Comment vont les études de ton fils?

Il a 19 ans cette année. Il n’est pas un premier de classe, mais il a beaucoup d’imagination et de créativité. C’est une autre sorte de talent. Comme toutes les mères, je place en lui beaucoup d’espoir et je fais de mon mieux pour l’aider.

Tu as voyagé dans le pays, et même à l’étranger, n'est-ce pas?

En 1997, j’ai travaillé comme interprète du représentant en Chine de Strabag d’Allemagne. L’an dernier, j’ai eu la chance de passer un mois d’été en Allemagne. J’ai trouvé ce pays un véritable paradis. Partout il y a des arbres verts, des buissons, de la pelouse et de jolies maisons féeriques. Le pays entier est un grand parc, pourrait-on dire. J’y circulais en auto. On m’a fait visiter la maison de Beethoven, la cathédrale de Cologne, qui est la plus belle architecture que j’aie vue de ma vie. Au musée Karl Marx, j’ai vu un documentaire historique sur le communisme. Un détail intéressant : le billet est imprimé en allemand et en chinois seulement! Après avoir parcouru chaque pièce et regardé tous les objets qui s’y trouvaient, j’ai écrit en chinois dans le cahier des visiteurs une phrase qui signifie que l’empereur Shihuangdi des Qin a disparu, mais que la Grande Muraille (qu’il a fait ériger) est encore là. Je suis allée à la mer aussi et j’ai nagé dans les vagues.
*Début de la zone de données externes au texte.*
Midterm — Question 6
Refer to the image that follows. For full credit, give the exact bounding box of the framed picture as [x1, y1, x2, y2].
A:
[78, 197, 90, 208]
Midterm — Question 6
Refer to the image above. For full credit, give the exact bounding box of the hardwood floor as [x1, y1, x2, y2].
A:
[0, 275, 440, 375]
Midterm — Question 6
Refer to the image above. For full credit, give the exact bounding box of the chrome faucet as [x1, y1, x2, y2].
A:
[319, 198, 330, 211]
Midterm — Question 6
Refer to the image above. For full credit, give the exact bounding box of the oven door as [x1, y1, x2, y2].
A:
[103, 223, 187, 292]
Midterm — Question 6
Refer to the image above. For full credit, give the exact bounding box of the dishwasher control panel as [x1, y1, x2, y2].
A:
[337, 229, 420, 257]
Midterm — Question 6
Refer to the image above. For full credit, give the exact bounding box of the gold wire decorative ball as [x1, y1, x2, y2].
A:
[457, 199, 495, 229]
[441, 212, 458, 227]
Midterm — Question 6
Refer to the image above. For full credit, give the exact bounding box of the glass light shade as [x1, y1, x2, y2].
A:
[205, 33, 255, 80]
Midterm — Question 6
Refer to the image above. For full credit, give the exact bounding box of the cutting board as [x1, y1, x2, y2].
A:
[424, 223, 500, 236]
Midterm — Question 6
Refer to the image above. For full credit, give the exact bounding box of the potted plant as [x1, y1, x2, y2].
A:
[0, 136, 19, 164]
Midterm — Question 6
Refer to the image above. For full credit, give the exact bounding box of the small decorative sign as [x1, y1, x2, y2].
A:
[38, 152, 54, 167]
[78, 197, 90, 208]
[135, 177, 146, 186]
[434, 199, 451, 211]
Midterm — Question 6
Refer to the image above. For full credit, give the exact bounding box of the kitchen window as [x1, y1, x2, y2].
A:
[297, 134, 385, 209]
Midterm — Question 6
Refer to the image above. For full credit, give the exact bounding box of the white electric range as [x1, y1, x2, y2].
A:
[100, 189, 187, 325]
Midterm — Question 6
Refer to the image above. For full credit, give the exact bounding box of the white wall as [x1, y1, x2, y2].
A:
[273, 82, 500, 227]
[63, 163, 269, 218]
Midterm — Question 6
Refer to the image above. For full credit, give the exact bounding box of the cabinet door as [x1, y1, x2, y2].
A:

Une dernière question : Quel est ton plus grand rêve actuellement?

Oh, je suis plutôt ambitieuse : posséder une voiture, vivre dans une maison avec jardin, être près de la nature, apprendre une autre langue, pouvoir faire un véritable cadeau à mon fils, écrire un roman sur toi comme personnage, réussir dans mon travail, et que mes parents jouissent d’une longue vie en santé et le cœur jeune.